Animal diseases in Switzerland¶

FSVO, Federal Food Safety and Veterinary Office, collects data on the animal diseases in Switzerland. This data is published as Linked Data.

In this tutorial, we will show how to work with Linked Data. Mainly, we will see how to work with data on animal disease.
We will look into how to query, process, and visualize it.

1. Setup
      1.1 Python
      1.2 SPARQL endpoints
      1.3 SPARQL client

2. Data
      2.1 Animal species
      2.2 Diseases
      2.3 Can we link disease to animal type?
      2.4 Reports
      2.5 Example: goats

3. Analysis
      3.1 Cattle: Mucosal Disease
      3.2 Bees: Sauerbrut
      3.3 Rabies
      3.4 Most common diseases
      3.5 Reports over time

Setup¶

Python¶

This notebook requires Python 3.9 or later to run.

SPARQL endpoints¶

For epidemiological data¶

Reports on animal diseases are published as Linked Data. It can be accessed with SPARQL queries.
You can send queries using HTTP requests. The API endpoint is https://lindas.admin.ch/query/.

For geodata¶

Animal diseases are closely linked to places. To understand their location, we will work with Swiss geodata. It is published as Linked Data. It can be accessed using API endpoint under https://ld.geo.admin.ch/query.

SPARQL client¶

Let's use SparqlClient from graphly to communicate with both databases. Graphly will allow us to:

send SPARQL queries
automatically add prefixes to all queries
format response to pandas or geopandas

import datetime
import itertools
import json

import folium
import mapclassify
import matplotlib as mpl
import matplotlib.cm
import networkx as nx
import pandas as pd
import plotly.express as px
import plotly.graph_objects as go
from bokeh.io import output_notebook, show
from bokeh.models import (Circle, CustomJS, HoverTool, LabelSet, MultiLine,
                          NodesAndLinkedEdges, Plot, TapTool)
from bokeh.palettes import Paired
from bokeh.plotting import ColumnDataSource, from_networkx
from dateutil.relativedelta import relativedelta
from folium.plugins import TimeSliderChoropleth
from graphly.api_client import SparqlClient
from plotly.subplots import make_subplots
from enum import Enum
from collections import namedtuple

# Uncomment to install dependencies in Colab environment
#!pip install mapclassify
#!pip install git+https://github.com/zazuko/graphly.git

sparql = SparqlClient("https://int.lindas.admin.ch/query")
geosparql = SparqlClient("https://ld.geo.admin.ch/query")

sparql.add_prefixes({
    "schema": "<http://schema.org/>",
    "cube": "<https://cube.link/>",
    "admin": "<https://schema.ld.admin.ch/>",
    "skos": "<http://www.w3.org/2004/02/skos/core#>",
    "disease": "<https://agriculture.ld.admin.ch/foen/animal-pest/>"   
})

geosparql.add_prefixes({
    "dct": "<http://purl.org/dc/terms/>",
    "geonames": "<http://www.geonames.org/ontology#>",
    "schema": "<http://schema.org/>",
    "geosparql": "<http://www.opengis.net/ont/geosparql#>",
})

SPARQL queries can become very long. To improve the readibility, we will work wih prefixes.

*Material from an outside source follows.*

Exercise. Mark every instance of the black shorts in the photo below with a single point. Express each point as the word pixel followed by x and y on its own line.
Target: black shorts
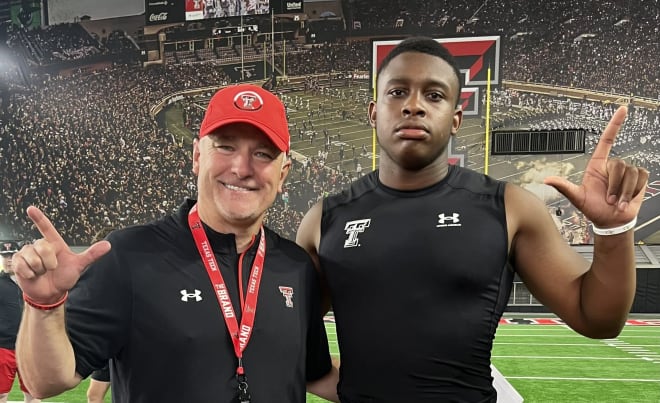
pixel 102 374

Using the add_prefixes method, we can define persistent prefixes. Every time you send a query, graphly will now automatically add the prefixes for you.

Data¶

Our goal is to understand outbreaks of animal diseases. First, let's take a look at the animals found in our dataset.

Animal species¶

query = """
SELECT DISTINCT ?species ?group
WHERE {
  ?s disease:animal-specie ?speciesIRI.
  ?speciesIRI schema:name ?species.
  
  ?speciesIRI skos:broader/schema:name ?group.
  
  FILTER (LANG(?species) = "de")
  FILTER (LANG(?group) = "de")
} 
ORDER BY ?group
"""

df = sparql.send_query(query)
df[0:15]

Diseases¶

Now, let's take a look at the diseases the animals can suffer from.

query = """
SELECT DISTINCT ?disease ?group
WHERE {
  ?s disease:epidemics ?diseaseIRI.
  ?diseaseIRI schema:name ?disease.
  
  ?diseaseIRI skos:broader/schema:name ?group.

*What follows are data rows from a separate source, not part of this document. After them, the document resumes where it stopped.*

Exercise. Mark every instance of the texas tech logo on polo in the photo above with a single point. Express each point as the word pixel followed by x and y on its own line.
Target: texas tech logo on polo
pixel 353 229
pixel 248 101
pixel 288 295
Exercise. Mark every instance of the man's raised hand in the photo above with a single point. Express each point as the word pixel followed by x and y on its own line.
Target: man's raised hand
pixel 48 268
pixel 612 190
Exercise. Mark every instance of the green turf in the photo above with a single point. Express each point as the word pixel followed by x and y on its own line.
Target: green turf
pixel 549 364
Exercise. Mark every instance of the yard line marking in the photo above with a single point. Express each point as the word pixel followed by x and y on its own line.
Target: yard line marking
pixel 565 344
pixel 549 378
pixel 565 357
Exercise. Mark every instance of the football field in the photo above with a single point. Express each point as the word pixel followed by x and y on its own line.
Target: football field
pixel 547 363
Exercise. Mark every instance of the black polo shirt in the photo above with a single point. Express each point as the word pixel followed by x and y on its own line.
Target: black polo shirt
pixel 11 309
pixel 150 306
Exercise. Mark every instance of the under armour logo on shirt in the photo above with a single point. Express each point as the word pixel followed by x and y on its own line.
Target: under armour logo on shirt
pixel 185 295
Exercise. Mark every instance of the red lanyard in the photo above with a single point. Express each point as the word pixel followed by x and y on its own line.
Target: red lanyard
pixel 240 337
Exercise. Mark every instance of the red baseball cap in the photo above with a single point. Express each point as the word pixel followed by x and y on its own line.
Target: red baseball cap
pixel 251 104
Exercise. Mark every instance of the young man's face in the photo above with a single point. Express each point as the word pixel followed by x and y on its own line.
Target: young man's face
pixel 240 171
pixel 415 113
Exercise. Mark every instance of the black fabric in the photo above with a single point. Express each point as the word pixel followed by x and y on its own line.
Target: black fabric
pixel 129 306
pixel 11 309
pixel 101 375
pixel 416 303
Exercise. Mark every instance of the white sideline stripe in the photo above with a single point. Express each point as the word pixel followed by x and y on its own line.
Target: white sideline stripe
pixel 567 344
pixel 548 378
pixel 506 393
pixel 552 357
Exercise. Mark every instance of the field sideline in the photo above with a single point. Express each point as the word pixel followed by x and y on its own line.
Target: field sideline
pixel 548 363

  FILTER (LANG(?disease) = "de")
  FILTER (LANG(?group) = "de")
}
ORDER BY ?group
"""

df = sparql.send_query(query)
df.head()

Can we link disease to animal type?¶

Thus far, we have seen all animals, and all diseases. However, not all animals will catch all diseases.
What diseases are swiss animals exposed to?

query = """
SELECT DISTINCT ?disease ?species ?group
WHERE {
  <https://agriculture.ld.admin.ch/foen/animal-pest/observation/> cube:observation ?obs .
  ?obs disease:epidemics/schema:name ?disease;
       disease:animal-specie ?speciesIRI.
       
  ?speciesIRI schema:name ?species.
  ?speciesIRI skos:broader/schema:name ?group.
  
  FILTER (LANG(?disease) = "de")
  FILTER (LANG(?species) = "de")
  FILTER (LANG(?group) = "de")
} 

ORDER BY ?species
"""
df = sparql.send_query(query)
df = df[df.group != "Wildtier"]

# Graph of disease-species relations
graph = nx.from_pandas_edgelist(df, source='disease', target='species')
groups = {key: "disease" for key in df.disease} | {key: "species" for key in df.species}

nx.set_node_attributes(graph, groups, name="group")

colormaps = {"fill_color": 
                {"disease": Paired[4][0], "species": Paired[4][2]}, 
            "hover_color": 
                {"disease": Paired[4][1], "species": Paired[4][3]}
            }

for name, colormap in colormaps.items():
    colors = {k: colormap[v] for k, v in groups.items()}
    nx.set_node_attributes(graph, colors, name=name)

# Interactive graph plot
plot = Plot(plot_width = 1000, plot_height=1000)
plot.title.text = 'Swiss animals and their diseases'

graph_renderer = from_networkx(graph, nx.drawing.layout.bipartite_layout, nodes = df.species.unique())

# manipulating nodes
nonselect_node = Circle(size = 15, fill_color = "fill_color")
select_node = Circle(size = 15, fill_color = "hover_color")
graph_renderer.node_renderer.glyph = nonselect_node
graph_renderer.node_renderer.nonselection_glyph = nonselect_node
graph_renderer.node_renderer.selection_glyph = select_node
graph_renderer.node_renderer.hover_glyph = select_node
graph_renderer.node_renderer.data_source.data['group'] = [groups[g] for g in graph_renderer.node_renderer.data_source.data["index"]]

# manipulating edges
select_edge = MultiLine(line_color = Paired[7][-1], line_width = 2)
graph_renderer.edge_renderer.glyph = MultiLine(line_color = '#CCCCCC', line_alpha = .5, line_width = 1)
graph_renderer.edge_renderer.selection_glyph = select_edge
graph_renderer.edge_renderer.hover_glyph = select_edge


graph_renderer.selection_policy = NodesAndLinkedEdges()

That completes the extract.